Andrew Coscoran enjoyed a fine start to the 2020 season before the coronavirus lockdown. Photograph: Morgan Treacy/Inpho
Andrew Coscoran enjoyed a fine start to the 2020 season before the coronavirus lockdown. Photograph: Morgan Treacy/Inpho

Coscoran’s indoor times put him within reach of the ranking quota in the 1,500m, but it seemed there was no way of improving on that before the original July 24th opening: “I needed to race, 100 per cent. But I think a trait of every good athlete is being able to re-evaluate, make the most of each situation. If my motivation was broken by anything I wouldn’t consider myself a good athlete. Anything I can grasp, I’ll find motivation.”

He’s already decided on one, again using Strava, as his next opponent, once the 2km limit is lifted: “The Dublin Track Club have a 5km hill run around Howth, the segment mapped on Strava, and Seán Tobin is the only member of the group to run it in under 16 minutes. I’ve got my record attempt pencilled in later in April, hopefully.”

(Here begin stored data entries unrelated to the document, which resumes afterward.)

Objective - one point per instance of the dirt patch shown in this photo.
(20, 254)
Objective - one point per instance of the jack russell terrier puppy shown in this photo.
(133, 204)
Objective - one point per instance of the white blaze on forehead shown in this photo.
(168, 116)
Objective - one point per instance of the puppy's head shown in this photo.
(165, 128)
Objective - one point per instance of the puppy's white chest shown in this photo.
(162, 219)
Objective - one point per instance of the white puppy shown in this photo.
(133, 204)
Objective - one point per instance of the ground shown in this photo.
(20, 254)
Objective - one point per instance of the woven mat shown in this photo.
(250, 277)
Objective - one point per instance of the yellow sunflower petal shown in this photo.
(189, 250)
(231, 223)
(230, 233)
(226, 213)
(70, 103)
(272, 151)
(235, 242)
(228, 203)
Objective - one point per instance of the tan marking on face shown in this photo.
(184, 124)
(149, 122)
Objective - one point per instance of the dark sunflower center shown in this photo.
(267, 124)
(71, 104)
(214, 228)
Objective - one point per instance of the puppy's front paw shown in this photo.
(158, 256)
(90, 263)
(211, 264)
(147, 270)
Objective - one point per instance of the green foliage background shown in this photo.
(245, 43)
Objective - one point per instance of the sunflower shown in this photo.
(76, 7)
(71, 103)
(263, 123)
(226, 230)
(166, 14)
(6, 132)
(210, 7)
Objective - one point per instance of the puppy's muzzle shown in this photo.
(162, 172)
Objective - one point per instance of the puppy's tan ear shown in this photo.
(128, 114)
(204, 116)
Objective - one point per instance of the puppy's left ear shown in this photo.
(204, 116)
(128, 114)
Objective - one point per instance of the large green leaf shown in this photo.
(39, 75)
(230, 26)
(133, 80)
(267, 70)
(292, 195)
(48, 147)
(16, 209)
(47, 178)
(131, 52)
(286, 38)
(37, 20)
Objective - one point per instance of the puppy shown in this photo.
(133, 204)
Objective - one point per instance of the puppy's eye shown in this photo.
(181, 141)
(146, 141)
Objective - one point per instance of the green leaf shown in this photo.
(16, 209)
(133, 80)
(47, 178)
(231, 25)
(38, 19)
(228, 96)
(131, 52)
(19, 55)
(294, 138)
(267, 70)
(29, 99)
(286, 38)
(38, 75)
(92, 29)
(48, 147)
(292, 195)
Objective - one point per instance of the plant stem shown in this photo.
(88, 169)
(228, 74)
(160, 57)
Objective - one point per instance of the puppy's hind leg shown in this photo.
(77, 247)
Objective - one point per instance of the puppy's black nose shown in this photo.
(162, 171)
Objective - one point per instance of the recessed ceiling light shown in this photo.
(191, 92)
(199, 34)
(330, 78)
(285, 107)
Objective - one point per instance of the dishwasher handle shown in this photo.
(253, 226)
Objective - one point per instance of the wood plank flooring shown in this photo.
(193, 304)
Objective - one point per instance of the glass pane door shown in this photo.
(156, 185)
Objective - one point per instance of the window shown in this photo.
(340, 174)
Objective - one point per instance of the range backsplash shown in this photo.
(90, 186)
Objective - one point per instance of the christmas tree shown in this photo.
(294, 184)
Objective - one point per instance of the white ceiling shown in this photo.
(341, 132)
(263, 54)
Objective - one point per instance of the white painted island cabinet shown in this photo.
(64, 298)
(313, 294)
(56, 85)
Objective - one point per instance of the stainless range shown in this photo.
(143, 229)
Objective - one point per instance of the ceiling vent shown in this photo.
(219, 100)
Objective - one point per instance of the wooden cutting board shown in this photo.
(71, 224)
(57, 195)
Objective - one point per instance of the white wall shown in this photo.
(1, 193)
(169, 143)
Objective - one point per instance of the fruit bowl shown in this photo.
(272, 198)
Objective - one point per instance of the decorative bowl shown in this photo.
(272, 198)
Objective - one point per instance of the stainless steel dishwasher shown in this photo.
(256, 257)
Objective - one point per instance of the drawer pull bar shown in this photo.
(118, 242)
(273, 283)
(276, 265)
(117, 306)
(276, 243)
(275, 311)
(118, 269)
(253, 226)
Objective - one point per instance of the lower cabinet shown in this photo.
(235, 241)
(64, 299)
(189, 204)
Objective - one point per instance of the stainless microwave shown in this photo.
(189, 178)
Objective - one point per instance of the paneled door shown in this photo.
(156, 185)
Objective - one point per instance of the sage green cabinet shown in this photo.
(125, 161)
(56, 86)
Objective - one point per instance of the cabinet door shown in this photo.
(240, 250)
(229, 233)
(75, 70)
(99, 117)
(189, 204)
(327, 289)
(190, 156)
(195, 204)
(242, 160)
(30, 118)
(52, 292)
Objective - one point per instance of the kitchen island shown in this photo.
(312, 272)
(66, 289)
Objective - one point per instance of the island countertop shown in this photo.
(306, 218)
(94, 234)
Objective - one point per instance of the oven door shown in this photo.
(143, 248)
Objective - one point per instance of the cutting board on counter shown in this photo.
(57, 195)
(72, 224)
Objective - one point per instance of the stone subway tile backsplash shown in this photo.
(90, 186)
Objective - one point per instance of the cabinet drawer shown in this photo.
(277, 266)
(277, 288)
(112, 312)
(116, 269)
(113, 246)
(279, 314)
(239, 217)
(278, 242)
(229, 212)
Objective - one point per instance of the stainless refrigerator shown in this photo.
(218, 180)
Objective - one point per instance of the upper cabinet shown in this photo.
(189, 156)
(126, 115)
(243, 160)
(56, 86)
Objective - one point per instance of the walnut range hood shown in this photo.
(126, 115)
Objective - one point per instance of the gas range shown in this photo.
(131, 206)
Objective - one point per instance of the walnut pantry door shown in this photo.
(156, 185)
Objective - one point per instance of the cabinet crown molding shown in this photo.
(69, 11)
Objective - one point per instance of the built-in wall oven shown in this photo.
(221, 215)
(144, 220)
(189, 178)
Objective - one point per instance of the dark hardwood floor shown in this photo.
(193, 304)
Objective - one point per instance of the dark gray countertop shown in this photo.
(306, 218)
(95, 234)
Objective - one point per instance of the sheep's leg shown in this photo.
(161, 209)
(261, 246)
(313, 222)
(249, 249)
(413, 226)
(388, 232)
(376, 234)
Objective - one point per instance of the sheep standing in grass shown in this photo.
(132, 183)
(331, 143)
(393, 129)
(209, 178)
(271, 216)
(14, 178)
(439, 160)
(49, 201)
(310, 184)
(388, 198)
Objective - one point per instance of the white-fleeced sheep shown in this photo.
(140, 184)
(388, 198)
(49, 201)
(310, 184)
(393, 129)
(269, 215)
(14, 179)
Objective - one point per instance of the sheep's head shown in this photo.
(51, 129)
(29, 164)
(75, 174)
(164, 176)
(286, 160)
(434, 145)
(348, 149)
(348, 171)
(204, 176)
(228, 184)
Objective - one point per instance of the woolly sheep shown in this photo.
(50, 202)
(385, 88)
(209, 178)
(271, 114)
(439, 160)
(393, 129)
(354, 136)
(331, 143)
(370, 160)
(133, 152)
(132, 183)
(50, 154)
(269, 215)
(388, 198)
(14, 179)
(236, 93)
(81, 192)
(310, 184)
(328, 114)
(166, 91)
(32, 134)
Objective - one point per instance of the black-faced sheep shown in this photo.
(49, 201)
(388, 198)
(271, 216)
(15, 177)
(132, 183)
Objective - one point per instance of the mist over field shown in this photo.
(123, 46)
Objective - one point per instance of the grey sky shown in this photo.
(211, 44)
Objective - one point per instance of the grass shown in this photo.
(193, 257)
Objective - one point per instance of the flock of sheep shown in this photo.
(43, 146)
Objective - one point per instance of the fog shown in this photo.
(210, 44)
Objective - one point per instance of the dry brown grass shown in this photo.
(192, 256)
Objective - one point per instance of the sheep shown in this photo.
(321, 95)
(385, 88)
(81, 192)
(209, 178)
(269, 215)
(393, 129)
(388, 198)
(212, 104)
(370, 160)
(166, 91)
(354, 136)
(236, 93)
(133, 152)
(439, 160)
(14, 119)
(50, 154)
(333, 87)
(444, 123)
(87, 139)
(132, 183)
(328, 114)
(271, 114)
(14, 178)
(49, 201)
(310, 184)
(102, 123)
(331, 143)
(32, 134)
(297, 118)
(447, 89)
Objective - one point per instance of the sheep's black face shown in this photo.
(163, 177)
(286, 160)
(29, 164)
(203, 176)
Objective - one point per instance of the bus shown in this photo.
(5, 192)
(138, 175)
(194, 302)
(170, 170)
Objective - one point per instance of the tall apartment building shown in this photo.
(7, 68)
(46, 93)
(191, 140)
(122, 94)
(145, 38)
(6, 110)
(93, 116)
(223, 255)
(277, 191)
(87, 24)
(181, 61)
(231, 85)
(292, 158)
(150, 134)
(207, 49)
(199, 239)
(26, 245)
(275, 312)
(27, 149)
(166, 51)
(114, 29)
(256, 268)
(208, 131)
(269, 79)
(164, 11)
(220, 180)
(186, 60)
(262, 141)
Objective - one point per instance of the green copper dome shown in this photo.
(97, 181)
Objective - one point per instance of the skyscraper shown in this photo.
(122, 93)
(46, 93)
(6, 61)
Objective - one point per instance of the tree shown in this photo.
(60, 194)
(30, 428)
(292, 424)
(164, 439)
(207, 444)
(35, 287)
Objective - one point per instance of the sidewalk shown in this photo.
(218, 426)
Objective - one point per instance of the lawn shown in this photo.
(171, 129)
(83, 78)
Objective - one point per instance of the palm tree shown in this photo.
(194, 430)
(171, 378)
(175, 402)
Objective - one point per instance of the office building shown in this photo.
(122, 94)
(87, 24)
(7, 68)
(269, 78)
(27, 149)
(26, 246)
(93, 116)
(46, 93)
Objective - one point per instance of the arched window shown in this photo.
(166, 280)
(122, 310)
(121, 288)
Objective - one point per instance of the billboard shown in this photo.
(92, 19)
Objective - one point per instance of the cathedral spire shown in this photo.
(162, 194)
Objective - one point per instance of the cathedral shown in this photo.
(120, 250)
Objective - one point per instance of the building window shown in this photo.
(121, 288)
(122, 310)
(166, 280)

There’s another small silver lining: “Yep, back living with my parents, keeping our distance obviously, six of us at home now. My brother is back up from Galway, his college is shut, was working in a hotel, that’s gone too. So it’s not lonely at home. If anything we’re gaining a bit more family time together. But a lot of uncertainty, yeah, is there going to be money coming into the house to keep it all going?

“But for the Olympics, 2021 definitely makes more sense. It was a great start to the season, phenomenal, and it would have been great to keep that momentum going. But I’m only 23, I’m still thinking I’ve all the time in the world. I’m thinking two more Olympics, not just Tokyo.”